Carmody Groarke’s confidence with galvanized steel goes back to its 2012 studio for sculptor Antony Gormley. That early exploration, said cofounder Kevin Carmody, set the tone for Bethnal Green Road: “One really interesting thing about galvanizing is that it’s seen as an industrial process. It’s an incredibly robust way to stop oxidization in steel, but to maintain that authenticity, that robustness of this thin layer of galvanizing, you need to pre-drill everything.” It is this precision that elevates the industrial look to something much more refined. “Some panels almost have a grain, like quarried stone; that is all entirely dictated by the bath’s temperature and chemical reaction,” he added. Tower Hamlets planners were unconvinced, rejecting the scheme for its extra height and concerns “that galvanized steel has the potential to appear very crude”, but subsequently overturned at appeal.
Now complete, the folded, spangled skin—each panel pre-drilled and dipped exactly as Carmody Groarke specified—wraps the 3-story addition and recasts the once-anonymous warehouse as a quietly different addition to Bethnal Green Road, but one that evolves out of its former image. Retaining the 1970s shell, an inset steel frame works like a permanent prop: It shortens the original beam spans while taking the new floors’ loads, letting the old and new structures read side-by-side instead of replacing the existing frame, and skirting the subsoil which is owned by Transport for London from nine meters (29.5 feet) below the site.
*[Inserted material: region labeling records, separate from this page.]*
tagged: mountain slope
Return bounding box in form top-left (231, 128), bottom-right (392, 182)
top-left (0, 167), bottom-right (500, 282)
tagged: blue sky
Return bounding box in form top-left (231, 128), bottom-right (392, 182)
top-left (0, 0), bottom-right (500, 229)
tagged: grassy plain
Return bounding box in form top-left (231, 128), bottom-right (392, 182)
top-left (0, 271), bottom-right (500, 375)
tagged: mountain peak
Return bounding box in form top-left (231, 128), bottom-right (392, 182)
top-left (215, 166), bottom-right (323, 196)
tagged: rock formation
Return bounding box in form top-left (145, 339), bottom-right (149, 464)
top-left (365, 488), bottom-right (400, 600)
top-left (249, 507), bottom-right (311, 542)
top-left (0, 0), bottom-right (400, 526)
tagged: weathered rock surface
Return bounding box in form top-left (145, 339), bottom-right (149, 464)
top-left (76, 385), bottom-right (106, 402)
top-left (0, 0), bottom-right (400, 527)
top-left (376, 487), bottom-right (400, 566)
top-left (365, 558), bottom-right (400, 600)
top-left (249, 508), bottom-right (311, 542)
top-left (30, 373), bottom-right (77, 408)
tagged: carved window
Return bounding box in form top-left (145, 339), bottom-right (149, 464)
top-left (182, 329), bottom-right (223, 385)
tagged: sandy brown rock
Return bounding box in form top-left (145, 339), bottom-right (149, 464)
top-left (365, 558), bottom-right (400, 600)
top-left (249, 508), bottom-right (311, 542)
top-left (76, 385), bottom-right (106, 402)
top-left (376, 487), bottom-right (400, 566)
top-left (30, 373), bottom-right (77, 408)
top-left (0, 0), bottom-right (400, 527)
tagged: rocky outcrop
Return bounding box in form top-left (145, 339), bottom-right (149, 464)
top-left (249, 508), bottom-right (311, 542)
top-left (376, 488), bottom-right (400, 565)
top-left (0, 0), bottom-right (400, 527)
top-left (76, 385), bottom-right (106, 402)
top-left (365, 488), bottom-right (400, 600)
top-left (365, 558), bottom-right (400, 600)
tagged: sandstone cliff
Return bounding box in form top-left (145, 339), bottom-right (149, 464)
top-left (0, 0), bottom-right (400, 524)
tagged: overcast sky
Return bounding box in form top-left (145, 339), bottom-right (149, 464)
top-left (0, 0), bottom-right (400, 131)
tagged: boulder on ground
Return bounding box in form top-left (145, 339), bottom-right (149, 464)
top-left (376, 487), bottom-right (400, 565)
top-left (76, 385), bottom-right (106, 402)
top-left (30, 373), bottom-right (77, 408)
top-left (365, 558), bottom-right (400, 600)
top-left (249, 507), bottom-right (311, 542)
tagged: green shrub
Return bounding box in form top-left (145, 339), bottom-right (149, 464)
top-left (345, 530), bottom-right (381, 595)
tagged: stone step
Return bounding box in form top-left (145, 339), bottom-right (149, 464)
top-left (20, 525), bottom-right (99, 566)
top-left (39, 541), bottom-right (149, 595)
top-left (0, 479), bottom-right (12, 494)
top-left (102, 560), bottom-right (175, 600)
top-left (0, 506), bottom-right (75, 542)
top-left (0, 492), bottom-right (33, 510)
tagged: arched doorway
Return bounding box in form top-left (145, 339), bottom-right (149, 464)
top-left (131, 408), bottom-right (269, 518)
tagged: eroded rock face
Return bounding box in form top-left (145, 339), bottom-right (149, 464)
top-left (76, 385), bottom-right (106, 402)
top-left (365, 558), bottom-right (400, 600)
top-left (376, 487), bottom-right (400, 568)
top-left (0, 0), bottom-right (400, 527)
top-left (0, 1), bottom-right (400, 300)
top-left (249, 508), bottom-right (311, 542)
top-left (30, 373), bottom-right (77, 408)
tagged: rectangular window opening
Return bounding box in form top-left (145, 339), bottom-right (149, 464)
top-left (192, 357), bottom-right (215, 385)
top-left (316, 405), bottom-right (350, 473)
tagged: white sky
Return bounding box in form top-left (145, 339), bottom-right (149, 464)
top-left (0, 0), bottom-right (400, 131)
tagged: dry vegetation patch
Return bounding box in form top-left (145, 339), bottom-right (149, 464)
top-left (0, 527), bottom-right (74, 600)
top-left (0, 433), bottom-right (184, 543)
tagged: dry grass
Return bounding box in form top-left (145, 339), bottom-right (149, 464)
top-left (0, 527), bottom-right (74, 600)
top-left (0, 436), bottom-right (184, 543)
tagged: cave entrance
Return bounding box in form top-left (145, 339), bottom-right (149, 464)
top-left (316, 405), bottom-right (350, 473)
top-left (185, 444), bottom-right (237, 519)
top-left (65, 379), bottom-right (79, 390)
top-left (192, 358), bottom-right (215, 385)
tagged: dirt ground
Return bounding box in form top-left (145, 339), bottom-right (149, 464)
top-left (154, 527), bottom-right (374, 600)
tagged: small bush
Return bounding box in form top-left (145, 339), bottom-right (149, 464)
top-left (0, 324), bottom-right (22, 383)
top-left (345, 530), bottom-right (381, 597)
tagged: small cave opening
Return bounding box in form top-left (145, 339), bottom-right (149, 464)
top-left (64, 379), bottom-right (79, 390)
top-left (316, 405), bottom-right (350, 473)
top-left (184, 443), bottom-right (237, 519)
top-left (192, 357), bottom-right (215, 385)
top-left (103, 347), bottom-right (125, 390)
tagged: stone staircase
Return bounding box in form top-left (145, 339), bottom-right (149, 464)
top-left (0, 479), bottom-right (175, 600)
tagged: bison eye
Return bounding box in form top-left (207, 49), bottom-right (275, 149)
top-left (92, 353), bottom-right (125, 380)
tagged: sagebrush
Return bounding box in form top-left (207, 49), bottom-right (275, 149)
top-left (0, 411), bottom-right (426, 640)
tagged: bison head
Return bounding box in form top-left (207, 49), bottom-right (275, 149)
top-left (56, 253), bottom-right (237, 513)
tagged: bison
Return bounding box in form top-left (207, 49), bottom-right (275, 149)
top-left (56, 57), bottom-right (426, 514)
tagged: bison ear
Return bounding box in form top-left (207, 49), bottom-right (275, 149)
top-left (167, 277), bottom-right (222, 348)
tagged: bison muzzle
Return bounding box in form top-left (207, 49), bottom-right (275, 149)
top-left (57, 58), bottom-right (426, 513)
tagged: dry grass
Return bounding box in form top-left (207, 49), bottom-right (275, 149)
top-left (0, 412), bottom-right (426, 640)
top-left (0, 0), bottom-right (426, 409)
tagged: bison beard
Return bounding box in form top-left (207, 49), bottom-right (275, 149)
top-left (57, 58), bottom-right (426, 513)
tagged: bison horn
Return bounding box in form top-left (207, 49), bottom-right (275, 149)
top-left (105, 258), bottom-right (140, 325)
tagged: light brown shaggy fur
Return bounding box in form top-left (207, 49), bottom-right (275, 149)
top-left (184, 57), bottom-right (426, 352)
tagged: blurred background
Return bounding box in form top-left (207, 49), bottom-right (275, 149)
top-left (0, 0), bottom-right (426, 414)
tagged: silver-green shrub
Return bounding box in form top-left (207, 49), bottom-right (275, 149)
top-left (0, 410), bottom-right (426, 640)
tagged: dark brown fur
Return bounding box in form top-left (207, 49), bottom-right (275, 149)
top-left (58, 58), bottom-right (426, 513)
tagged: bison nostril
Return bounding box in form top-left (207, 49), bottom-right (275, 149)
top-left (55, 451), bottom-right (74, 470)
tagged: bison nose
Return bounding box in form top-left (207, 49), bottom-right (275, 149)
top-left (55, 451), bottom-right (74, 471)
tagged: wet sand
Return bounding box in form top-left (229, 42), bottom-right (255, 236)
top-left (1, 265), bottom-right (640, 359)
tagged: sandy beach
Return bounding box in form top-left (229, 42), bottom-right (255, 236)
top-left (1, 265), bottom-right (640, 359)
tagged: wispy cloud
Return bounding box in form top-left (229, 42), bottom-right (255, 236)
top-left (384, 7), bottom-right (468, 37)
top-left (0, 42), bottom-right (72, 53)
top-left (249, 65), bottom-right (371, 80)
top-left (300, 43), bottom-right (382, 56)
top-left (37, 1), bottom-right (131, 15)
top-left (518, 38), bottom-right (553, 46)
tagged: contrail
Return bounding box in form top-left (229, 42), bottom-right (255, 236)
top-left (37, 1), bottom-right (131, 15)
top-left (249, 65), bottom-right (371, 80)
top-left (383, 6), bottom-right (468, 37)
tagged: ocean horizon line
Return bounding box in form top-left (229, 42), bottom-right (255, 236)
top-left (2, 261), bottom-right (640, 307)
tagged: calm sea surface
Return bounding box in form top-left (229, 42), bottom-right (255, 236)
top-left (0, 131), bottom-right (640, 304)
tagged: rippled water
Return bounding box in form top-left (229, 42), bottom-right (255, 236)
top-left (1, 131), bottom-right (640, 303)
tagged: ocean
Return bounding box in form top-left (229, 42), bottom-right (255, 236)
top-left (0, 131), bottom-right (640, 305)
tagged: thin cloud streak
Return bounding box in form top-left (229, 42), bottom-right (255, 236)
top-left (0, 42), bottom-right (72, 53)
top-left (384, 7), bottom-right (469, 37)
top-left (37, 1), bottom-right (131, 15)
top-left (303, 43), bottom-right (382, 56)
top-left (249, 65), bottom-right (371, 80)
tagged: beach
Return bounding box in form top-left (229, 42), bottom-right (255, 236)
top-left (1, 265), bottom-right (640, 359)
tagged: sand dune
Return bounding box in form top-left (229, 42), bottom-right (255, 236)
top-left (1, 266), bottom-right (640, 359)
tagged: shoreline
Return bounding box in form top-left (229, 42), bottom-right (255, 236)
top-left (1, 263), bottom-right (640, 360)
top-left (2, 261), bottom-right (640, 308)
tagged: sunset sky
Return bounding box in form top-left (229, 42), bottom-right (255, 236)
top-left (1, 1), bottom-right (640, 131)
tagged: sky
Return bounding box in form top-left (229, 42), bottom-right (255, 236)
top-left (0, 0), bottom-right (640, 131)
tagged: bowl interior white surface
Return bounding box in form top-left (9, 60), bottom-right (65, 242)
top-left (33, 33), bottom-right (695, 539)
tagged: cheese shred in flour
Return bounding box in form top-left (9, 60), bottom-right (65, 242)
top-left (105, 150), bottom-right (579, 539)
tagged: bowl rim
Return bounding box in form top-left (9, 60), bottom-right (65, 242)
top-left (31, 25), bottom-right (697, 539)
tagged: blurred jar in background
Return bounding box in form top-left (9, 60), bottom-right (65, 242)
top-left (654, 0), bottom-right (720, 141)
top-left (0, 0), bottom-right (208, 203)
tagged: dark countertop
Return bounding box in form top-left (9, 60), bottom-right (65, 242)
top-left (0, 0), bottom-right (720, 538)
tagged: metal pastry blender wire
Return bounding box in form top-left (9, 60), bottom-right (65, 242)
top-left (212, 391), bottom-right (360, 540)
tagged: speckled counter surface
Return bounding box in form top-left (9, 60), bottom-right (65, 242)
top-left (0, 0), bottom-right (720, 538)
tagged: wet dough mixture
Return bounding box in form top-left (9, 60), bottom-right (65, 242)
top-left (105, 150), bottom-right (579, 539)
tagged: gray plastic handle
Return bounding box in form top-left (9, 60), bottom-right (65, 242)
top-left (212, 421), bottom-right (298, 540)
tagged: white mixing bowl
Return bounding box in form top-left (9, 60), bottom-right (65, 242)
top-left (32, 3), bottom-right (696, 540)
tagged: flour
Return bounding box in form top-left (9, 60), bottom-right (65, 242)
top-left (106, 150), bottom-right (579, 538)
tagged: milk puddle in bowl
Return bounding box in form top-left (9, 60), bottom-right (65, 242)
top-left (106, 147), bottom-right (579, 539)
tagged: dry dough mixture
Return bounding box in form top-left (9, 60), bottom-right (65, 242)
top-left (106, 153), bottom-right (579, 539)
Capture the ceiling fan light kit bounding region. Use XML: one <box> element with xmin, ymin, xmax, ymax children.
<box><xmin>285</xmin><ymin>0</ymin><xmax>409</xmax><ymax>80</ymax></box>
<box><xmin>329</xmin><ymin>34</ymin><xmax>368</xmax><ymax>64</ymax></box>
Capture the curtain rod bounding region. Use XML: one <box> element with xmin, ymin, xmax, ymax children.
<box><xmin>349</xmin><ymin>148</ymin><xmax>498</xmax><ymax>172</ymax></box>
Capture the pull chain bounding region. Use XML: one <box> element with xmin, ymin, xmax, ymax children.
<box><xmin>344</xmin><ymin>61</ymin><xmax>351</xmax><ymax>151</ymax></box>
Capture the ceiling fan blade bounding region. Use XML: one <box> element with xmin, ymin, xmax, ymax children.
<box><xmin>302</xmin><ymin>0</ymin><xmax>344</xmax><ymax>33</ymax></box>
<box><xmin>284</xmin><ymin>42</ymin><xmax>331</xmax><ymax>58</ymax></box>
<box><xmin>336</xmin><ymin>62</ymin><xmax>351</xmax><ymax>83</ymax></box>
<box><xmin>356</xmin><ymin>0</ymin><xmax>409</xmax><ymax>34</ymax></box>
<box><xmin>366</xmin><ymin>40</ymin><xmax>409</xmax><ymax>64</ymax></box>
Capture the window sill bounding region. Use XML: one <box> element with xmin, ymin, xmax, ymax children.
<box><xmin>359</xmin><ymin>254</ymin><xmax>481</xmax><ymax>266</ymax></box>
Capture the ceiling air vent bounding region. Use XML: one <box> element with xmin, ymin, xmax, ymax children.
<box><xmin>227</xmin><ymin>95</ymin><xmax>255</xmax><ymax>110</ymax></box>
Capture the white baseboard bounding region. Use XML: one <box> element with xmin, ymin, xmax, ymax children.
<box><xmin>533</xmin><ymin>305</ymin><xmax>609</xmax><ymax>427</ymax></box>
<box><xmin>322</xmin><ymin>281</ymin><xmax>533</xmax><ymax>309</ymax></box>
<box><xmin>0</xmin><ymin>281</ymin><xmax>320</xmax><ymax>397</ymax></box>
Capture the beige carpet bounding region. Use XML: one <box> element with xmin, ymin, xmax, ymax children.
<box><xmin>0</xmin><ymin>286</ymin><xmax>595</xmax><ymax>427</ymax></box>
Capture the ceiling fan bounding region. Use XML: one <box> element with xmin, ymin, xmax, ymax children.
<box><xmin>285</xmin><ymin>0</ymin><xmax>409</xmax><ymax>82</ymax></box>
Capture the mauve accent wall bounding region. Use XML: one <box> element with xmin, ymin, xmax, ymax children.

The structure is a composite of old, new, steel, concrete, and timber. It reveals a curious material culture as this interaction varies rising up the floors. Original clay pot floors are exposed on the first floor between the existing concrete structure and new services.
“It’s a very utilitarian construction method, nothing particularly pretty, and not done in a loving way, but there’s a kind of honesty to it,” said project architect Jerome Wren. Inside, new Douglas Fir joists span perpendicular to the existing structure, introducing timber into the hybrid frame. The timber had originally been specified as double sections, but the contractor unexpectedly sourced solid core square beams. “We absolutely jumped at it,” said structural engineer Nina Heavyside from Davies Maguire. “It’s like an old oak beam—it cracks, and that’s part of its behavior. Moisture control is difficult, but this kind of movement is designed in.”


In the new floors, the simplicity of the new steel and Douglas Fir gives a more contemporary feel—a gradual shift that reflects the building’s transformation, floor by floor, from industrial relic to considered retrofit. A continuous ribbon of windows slide between galvanized fins on the new floors, framing horizontal panoramas impossible before on two sides, and on a third in obscured glazing to allow light in and prevent overlooking of the adjoining neighbor. From desks you look east—across a scatter of chimney-pots, signal gantries, and rattling Overground trains—at a moving diorama of London industry old and new, its textures echoed in the silvery spangle outside. At night, the glazing glows, turning former storage floors into a lantern. There is a resilience to this aesthetic: The finishes are exposed, raw, and exactly what they need to be—nothing hidden, nothing wasted.
Ellen Peirson is a London-based writer, editor, and designer.